Creating CCRs as in the paper

This repo will allow you to create the model as we did. This is a great way to get a quickstart on how the model is run. Run these two simple bash commands and it will run all the python scripts and bash code you need to grab all files and create the CCR model files.

First, run:

bash getfiles.sh

to grab everything you need. This will also run bash varmake.sh and create vt decomposed and normalized files for the gnomAD VCF annotated with appropriate VEP fields. It may take a while. This also uses get-chain.py to create the self-chain file and creates the results and data folders in this folder. The output of this script goes entirely into the data folder. The segmental duplication and self-chain files segmental.bed.gz and self-chains.id90.bed.gz are placed into this folder, the GRCh37 FASTA file grch37.fa, the Ensembl exons GTF file Homo_sapiens.GRCh37.75.gtf.gz, the first version gnomAD VCF gnomad.exomes.r2.0.1.sites.vcf.gz, and lastly the coverage files for gnomAD labeled as gnomad.exomes.r2.0.2.chr$i.coverage.txt.gz with $i replaced with each chromosome name. The varmake.sh script takes the gnomAD VCF file and outputs a decomposed, normalized, VEP-annotated file called gnomad-vep-vt.vcf.gz in the same folder.

Then run:

bash sbatch.sh

to run regions.sh for all versions of the model found in the manuscript. It contains examples of how the code is run to obtain the versions used in the manuscript. It creates output using regions.sh in three folders. results/gnomAD10.x5syn is the full autosome-based model used in the paper. results/ExACv1syn is the version for ExAC v1 which only uses 60,706 exomes which is also referenced in the paper's supplementary figures. Lastly, results/Xchromonly is the X chromosome only version of CCR, dubbed X-CCR, which is also referenced in the paper's supplement.

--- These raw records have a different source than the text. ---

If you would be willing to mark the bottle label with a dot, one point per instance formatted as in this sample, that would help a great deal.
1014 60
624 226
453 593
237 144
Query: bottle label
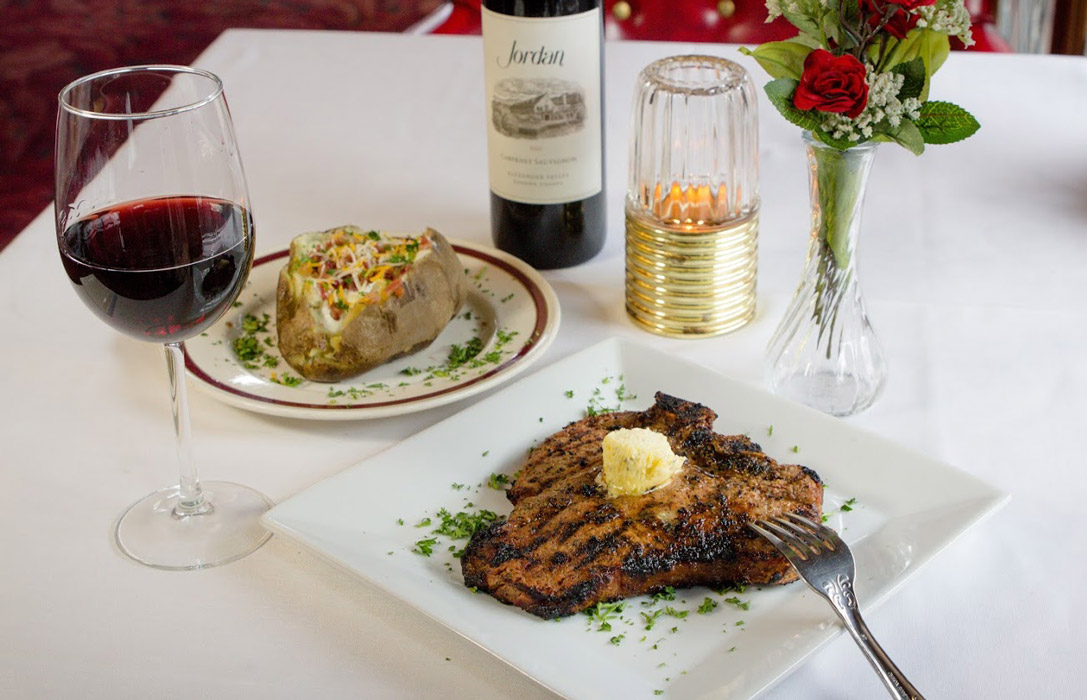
542 87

In each results folder, weightedresiduals-cpg-synonymous-novariant.txt is the final file containing all CCRs with appropriately adjusted percentiles. The resids-cpg-synonymous-novariant.txt is the file before size-weighted percentile adjustment, and exac-regions-novariant.txt is the file of all the regions generated with no model applied to ranking them at all.

Lastly, to create the bgzipped, sorted and tabixed bedfiles, as seen on the CCR browser run:

bash makebeds.sh

which will create the appropriately versioned bgzipped bedfiles in the corresponding results folders.

regions.sh

So to run the full autosomal model as we did in the manuscript, we used the following command:

bash regions.sh -c -s -w -v gnomAD10x.5syn -d 10 -d 0.5 -x data/segmental.bed.gz -x data/self-chains.id90.bed.gz -q X -q Y -g -u

So the options for running regions.sh are as follows:

About the model code

regions.sh will run exac-regions.py and resid-plot.py (it also runs weightpercentile.py) using the above. If you want more information on the inputs to those individual functions, just run the python scripts with -h to get the descriptions of all the inputs. You do not have to use regions.sh to run the model.

exac-regions.py is the python code that generates the regions. It utilizes the functions in the script utils.py to do so. The functions in utils.py would need to be modified if you wanted to change the way regions are calculated. exac-regions.py runs using parallel processing, so debugging may be difficult for those less experienced.

resid-plot.py is the code to create the model and calculate synonymous density. Synonymous density calculation currently takes a very long time, so it may be in the interest of the user to forgo the calculation if iterating through several different model versions.

weightpercentile.py calculates the length-scaled percentiles off of the far-less balanced ones generated by resid-plot.py. It is highly recommened you use this script to create the final percentiles.